Cabo Delgado province, which is expected to become the center of the country’s nascent natural gas industry after several promising discoveries, has seen a number of deadly attacks by suspected radical Islamists since October.
“Nine insurgents were killed” during the weekend, said a police official who spoke to journalists on condition of anonymity, adding that more details would be given this week.
On May 27 a group of radicalised Muslims, known locally as “al-Shabaab”, attacked two small villages near the Tanzanian border and killed 10 residents who were found decapitated.
The same group hit the headlines in October when it took control of the town of Mocimboa da Praia, also in Cabo Delgado province.
The nine insurgents were killed close to the site of last week’s beheadings.
The group, which has no known link to the Somali jihadist group of the same name, was described by witnesses to AFP as a radical jihadist faction allegedly been responsible for a number of attacks in Cabo Delgado since becoming active.
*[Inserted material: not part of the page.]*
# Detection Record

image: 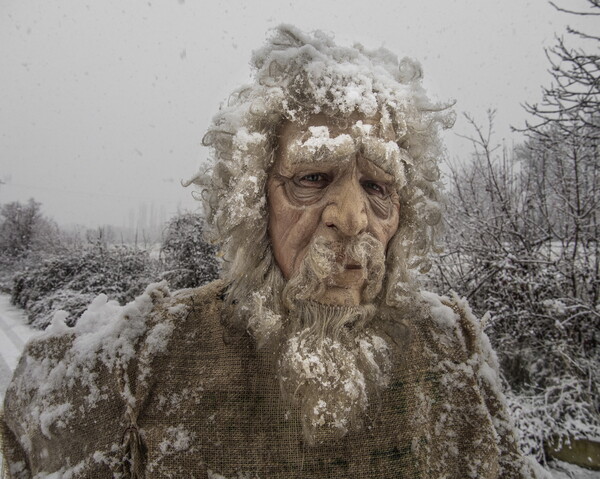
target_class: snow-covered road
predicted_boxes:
[0,294,38,404]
According to a police spokesman interviewed on state-run TVM, security forces killed two members of the group, preventing them from attacking a local village, before killing a further seven.
Assault rifles and Arabic-language documents were recovered from the scene, the spokesman added.
More than 300 people suspected of having ties to the group have been arrested since October, with more than a third still held, according to the authorities.
The country’s north has largely missed out on the economic growth of the last 20 years, and the region sees itself as a neglected outpost, giving the radical Al-Shabaab-style ideology a receptive audience.